The priority is always given to fetch the data in one shot from the Database Server using

select * from table into table where ....

and then loop on it on the local server.

Specifically in your use case It will be fastest if you will be using count(*) and not select endselect.

Certified SAP ABAP Consultant

0
votes

We could not really create the test environment we needed. So no final answer. But some learnings:

  • Reading the data from cluster tables should be done based on a full primary key sequence (Should be accessed via primary key - very fast retrieval otherwise very slow)
  • There are no secondary indexes
  • Select * is Ok because all columns are retrieved anyways.
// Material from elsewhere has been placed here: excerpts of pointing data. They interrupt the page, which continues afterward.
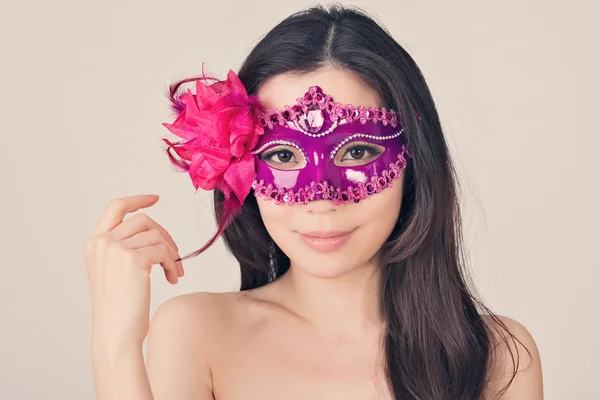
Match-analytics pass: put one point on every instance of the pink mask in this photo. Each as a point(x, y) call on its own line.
point(319, 149)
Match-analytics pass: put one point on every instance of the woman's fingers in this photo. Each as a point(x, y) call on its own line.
point(138, 223)
point(154, 237)
point(117, 209)
point(159, 254)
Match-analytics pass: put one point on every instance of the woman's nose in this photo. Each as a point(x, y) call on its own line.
point(320, 206)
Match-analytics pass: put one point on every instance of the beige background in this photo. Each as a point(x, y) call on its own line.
point(81, 106)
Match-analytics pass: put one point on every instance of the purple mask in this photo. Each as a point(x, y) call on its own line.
point(319, 149)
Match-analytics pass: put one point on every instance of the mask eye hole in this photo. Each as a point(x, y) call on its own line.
point(357, 153)
point(284, 157)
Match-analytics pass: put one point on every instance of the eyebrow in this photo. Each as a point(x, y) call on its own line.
point(362, 135)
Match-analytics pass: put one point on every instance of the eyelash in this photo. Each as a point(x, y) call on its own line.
point(270, 154)
point(370, 149)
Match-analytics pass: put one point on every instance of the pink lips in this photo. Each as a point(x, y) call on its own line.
point(326, 240)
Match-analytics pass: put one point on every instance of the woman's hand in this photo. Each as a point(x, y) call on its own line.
point(119, 256)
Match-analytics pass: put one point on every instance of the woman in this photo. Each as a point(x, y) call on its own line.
point(346, 225)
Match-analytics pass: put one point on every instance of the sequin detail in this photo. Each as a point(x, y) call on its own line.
point(306, 116)
point(322, 190)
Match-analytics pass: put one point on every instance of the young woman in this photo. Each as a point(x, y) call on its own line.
point(335, 191)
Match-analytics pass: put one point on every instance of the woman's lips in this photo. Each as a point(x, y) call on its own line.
point(326, 241)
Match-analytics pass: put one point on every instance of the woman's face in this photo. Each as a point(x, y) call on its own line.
point(309, 233)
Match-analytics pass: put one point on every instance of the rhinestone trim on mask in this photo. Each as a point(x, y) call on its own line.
point(364, 135)
point(338, 196)
point(314, 99)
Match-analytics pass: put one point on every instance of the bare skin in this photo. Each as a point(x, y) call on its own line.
point(315, 333)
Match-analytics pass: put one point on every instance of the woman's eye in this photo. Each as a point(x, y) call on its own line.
point(357, 153)
point(284, 158)
point(280, 156)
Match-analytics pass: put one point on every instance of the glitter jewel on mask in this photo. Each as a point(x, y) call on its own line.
point(313, 120)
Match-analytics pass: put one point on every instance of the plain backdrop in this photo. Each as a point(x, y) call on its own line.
point(81, 105)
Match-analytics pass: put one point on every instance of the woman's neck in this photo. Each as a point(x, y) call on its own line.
point(345, 305)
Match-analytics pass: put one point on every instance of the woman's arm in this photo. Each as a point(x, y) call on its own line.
point(177, 354)
point(121, 374)
point(528, 383)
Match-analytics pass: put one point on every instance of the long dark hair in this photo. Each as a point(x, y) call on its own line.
point(437, 344)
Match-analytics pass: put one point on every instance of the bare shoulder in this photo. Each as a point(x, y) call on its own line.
point(184, 337)
point(515, 369)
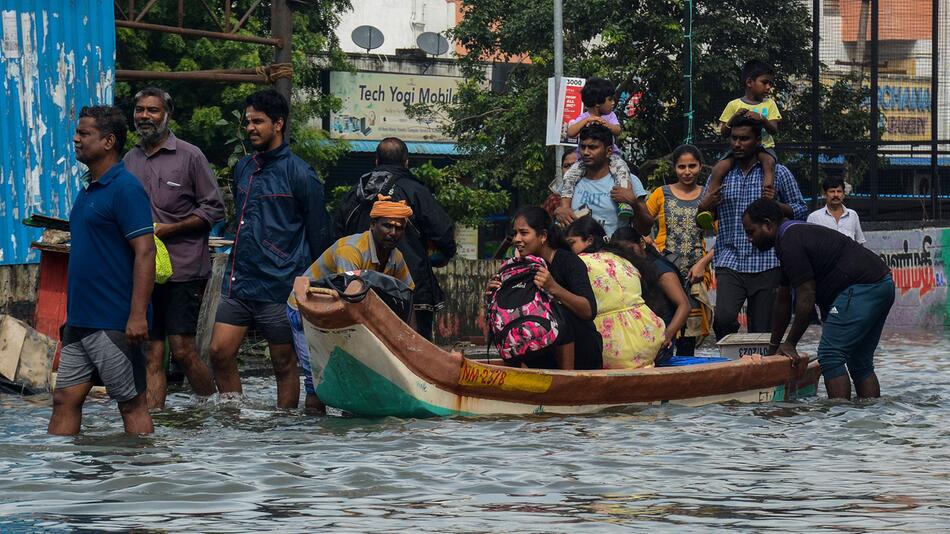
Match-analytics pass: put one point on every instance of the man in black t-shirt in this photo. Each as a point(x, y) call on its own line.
point(851, 285)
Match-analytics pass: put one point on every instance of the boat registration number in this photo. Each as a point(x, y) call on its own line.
point(478, 375)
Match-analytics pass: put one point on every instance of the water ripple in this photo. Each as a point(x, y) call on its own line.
point(824, 466)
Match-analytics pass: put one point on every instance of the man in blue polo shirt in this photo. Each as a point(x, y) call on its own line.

Performing an operation on multiple rows is more efficient than single row operations. -> Therefore you still want to select into an internal table.
  • If many rows are being selected into the internal table, you might still like to retrieve specific columns to cut down on the memory required.
  • There is a way to convert cluster to transparent but with downtime and this no way for us
  • Aggreate SQL functions (SUM, AVG, MIN, MAX, etc) are not supported
0
votes

Using native SQL with COUNT BIG instead of COUNT can make it not memory efficient but prevent it from dumping due to a counter overflow.